Not that all fantasy takes place in a Middle Ages environment, of course. The most obvious modern example set right here in our own time is, of course, J.K. Rowling’s monstrously successful Harry Potter books (although there’s a caveat to that which I’ll mention shortly). And there are many other classic examples of fantasy that are not set in medieval times: Wind in the Willows, The Wizard of Oz, Winnie the Pooh...
But there are a lot of fantasy heroes out there wielding swords and bows and doing very medieval type things --- or at least, what many people today would regard as medieval type things. In reality, as I’m constantly telling my literature classes, we tend to romanticize the time period to the point where it’s barely recognizable. We tend to think of pennants fluttering in the warm summer breeze, buxom, attractive maidens looking for rescue, chivalry and fair play ascendant among politely dueling knights, and so on. But the Middle Ages were not a romantic time in which to live. Battles were savage, bloody affairs; castles were generally cold, dank, uncomfortable places to live; medical science, like so many other sciences, had regressed terribly after the fall of the Western Roman Empire, and to call it rudimentary is perhaps being overly generous; sanitation was disgustingly primitive, with raw sewage being disposed of on the streets. Life was, as Thomas Hobbes would say later about another time period, “nasty, brutish and short.” So why do so many fantasy writers plonk their protagonists down in such a time? (Including, truth be told, yours truly).

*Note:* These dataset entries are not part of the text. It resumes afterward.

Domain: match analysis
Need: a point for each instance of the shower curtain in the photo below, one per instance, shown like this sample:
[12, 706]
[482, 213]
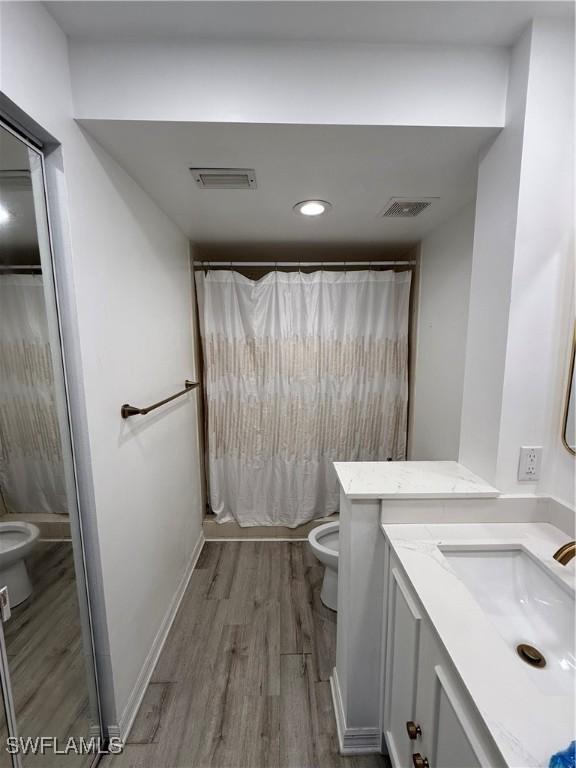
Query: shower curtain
[31, 466]
[300, 370]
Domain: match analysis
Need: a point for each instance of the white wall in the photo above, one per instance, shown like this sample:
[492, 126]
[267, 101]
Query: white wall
[536, 347]
[131, 279]
[444, 288]
[214, 81]
[493, 257]
[521, 288]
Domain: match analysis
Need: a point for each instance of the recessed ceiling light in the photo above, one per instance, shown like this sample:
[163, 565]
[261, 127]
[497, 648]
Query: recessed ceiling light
[312, 207]
[4, 215]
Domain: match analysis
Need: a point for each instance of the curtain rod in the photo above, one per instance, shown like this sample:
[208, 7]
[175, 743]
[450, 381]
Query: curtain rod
[201, 264]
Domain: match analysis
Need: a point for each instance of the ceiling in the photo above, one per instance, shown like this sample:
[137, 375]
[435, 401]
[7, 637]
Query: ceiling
[18, 238]
[434, 21]
[356, 168]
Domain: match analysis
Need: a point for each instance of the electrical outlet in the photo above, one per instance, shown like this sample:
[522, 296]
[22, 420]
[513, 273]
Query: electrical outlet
[529, 466]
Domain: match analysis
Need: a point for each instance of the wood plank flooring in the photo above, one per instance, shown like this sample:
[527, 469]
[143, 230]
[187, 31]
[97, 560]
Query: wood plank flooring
[243, 680]
[45, 656]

Besides the influences I listed earlier, I think it’s at least partly because a great deal of fantasy relies on magic of some sort, and the presence of fantastic, mythical creatures. But magic can only “exist” in certain environments... and our secular, materialistic world isn’t one of them (despite our society’s obsession with the paranormal, which I would count as something very different). Even in Rowling’s world, there’s a very careful delineation, a dividing of the magical world and the non-magical one, and never (well, rarely, anyway) shall the twain meet. The harsh spotlight of science, in its coldly piercing mercury arc glare, tends to want to freeze the hell out of magic.
Some of the appeal is that a middle ages type environment is also pretty exotic to most people. It’s so different from driving one’s car along the freeway in a lengthy (and frustrating) commute to some dreary office job.
And also, I think, and perhaps paradoxically, many people think of its lack of technological prowess, as something of a bonus --- particularly at a time in our existence when technology is starting to assume tyrannical proportions over our lives, at least as far as many are concerned. There’s something very refreshing about a world without omnipresent cell phones and internet and smart-this-that-and-the-other. It gets back to the literary concept of the noble savage and all that.
So I don’t think we need to get embarrassed about our Middle Ages fetish. Load the catapults and the trebuchets! Man the castle walls! Scour the skies for errant dragons!
And if you see any damsels in distress... be sure to let me know.